Researchers Discover How Neurons Wire Brain in Embryos

Jasmin Wu/UCSD Guardian

Researchers have discovered how nerves wire the brain during embryonic development. The findings provide insight into generating new therapies for spinal cord injury patients suffering from nerve damage.

Using spinal tissue from mice embryos about 11 days into gestation, neurobiology associate professor Yimin Zou and his research team uncovered how nerve pathways are paved during the early stages of development, when cells disperse to specific regions to form the nervous system. Until now, people didn’t know how neurons moved and which chemical signals helped them.

The neuron movements are caused by growth cones, which are highly sensitive and motile structures located at the tips of growing nerves. The growth cones use Wnt proteins, which act as the molecules that move the neurons by creating a signal called planar cell polarity (PCP).

Although growth cones find their destinations by reacting to varying chemical cues in the developing nervous system, no one knew how they responded to the different chemical concentrations.

The findings also indicate the importance of the molecule Vangl2 — used in PCP to help the growth cone develop —  in leading the axon toward its target. The molecule is highly concentrated in the filopodia, which make up the tips of the growth cones.

“This suggests that the tips of the growth cone at the filopodia are the most sensitive part of the growth cone,” Zou said. “It is not the entire growth cone that is evenly sensitive.”

The research shows that Vangl2 responds to the signals created by the Wnt protein, which tells the growth cone where to move.

“While the growth cone is turning in a certain set of directions, the axon will grow longer, [which leaves] behind neuronal connections,” Zou said.
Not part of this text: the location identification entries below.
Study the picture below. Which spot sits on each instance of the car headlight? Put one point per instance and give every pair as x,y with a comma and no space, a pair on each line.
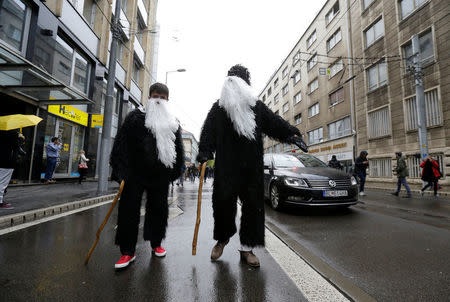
295,182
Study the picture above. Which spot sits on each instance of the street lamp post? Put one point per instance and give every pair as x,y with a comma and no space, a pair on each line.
178,70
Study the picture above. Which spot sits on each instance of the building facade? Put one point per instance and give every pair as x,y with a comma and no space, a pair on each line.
385,89
311,89
54,58
367,102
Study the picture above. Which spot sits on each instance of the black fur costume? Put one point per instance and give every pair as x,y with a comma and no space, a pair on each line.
134,158
239,170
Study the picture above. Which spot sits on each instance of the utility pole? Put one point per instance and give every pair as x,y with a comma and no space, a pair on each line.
108,108
420,97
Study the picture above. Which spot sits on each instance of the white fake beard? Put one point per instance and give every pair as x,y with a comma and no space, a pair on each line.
163,125
237,98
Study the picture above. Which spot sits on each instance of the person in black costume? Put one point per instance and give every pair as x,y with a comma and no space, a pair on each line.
148,154
233,131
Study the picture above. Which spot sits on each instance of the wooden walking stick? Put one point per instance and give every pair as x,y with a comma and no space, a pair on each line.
199,210
100,229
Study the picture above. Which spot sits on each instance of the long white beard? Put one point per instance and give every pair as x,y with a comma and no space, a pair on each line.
163,126
237,98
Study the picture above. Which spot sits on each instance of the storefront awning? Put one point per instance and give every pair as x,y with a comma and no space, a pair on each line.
21,78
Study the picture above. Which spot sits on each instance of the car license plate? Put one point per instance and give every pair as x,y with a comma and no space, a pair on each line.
336,193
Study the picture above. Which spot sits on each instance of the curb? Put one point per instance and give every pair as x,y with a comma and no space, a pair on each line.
33,215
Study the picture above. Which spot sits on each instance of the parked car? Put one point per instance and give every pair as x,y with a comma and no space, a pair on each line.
304,180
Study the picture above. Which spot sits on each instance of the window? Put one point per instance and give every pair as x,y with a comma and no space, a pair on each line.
275,98
285,89
337,97
14,18
426,46
380,167
414,169
297,77
313,110
407,7
376,76
73,68
332,13
335,68
297,98
339,128
296,58
313,86
285,72
298,118
311,39
315,136
379,123
374,32
334,39
432,110
312,62
366,3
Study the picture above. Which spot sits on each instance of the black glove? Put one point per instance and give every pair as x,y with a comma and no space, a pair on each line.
298,141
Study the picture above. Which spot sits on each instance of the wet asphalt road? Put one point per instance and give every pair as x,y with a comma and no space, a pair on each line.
392,257
45,263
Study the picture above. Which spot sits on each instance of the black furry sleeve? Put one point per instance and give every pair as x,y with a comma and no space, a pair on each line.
207,145
273,125
179,148
119,153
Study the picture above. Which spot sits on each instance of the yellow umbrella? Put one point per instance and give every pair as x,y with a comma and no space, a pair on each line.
18,121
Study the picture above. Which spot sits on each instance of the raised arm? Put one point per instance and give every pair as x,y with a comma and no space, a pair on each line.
207,145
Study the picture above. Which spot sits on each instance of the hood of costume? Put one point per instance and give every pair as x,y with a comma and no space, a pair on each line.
238,99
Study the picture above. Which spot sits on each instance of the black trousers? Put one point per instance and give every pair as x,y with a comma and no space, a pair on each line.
156,214
251,194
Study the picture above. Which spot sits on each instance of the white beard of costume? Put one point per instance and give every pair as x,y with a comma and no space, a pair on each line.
237,98
163,125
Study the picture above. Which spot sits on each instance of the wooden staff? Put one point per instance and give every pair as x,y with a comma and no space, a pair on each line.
100,229
199,210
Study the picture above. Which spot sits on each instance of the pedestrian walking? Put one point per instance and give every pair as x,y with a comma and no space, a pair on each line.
402,172
148,154
335,163
10,150
430,174
82,165
52,150
361,165
234,130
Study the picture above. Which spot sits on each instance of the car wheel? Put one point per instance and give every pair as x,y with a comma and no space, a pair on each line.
275,199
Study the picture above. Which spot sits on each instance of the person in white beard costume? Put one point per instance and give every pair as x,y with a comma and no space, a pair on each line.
233,130
148,154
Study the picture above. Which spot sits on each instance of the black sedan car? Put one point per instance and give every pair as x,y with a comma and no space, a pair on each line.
302,179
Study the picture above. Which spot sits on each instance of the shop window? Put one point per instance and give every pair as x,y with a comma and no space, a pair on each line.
380,167
433,112
14,23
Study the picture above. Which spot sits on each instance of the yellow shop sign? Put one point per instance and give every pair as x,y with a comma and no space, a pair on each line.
70,113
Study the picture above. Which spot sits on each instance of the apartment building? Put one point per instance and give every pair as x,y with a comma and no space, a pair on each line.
311,89
54,58
385,101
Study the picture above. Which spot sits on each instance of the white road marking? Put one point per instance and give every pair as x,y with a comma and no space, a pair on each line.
312,285
39,221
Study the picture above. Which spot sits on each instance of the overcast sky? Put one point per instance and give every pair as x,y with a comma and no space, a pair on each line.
207,37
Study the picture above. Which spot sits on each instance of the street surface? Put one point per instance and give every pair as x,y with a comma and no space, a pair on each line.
390,254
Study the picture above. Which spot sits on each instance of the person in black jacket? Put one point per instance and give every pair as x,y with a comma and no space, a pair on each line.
9,152
361,164
234,130
148,154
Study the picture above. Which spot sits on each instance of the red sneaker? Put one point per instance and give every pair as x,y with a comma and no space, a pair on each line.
159,251
124,261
The pathways neurons use to develop can be used in therapies for spinal cord injury patients.

During severe spinal cord injury, neurons that allow for sensory input and motor output are damaged, and patients lose sensation and movement below the affected area.

“After axons are damaged, they can no longer regrow, and we get paralysis,” Zou said.

The axon guidance system can be used to help neurons grow by using the Wnt signaling mechanism to try and repair axons after spinal cord injury, for both sensory and motor systems

“Once development is over, these axon guidance systems are temporarily put to rest — they are not working anymore,” Zou said. “But if there is traumatic injury to the spinal cord, they can quickly re-induce those guidance systems.”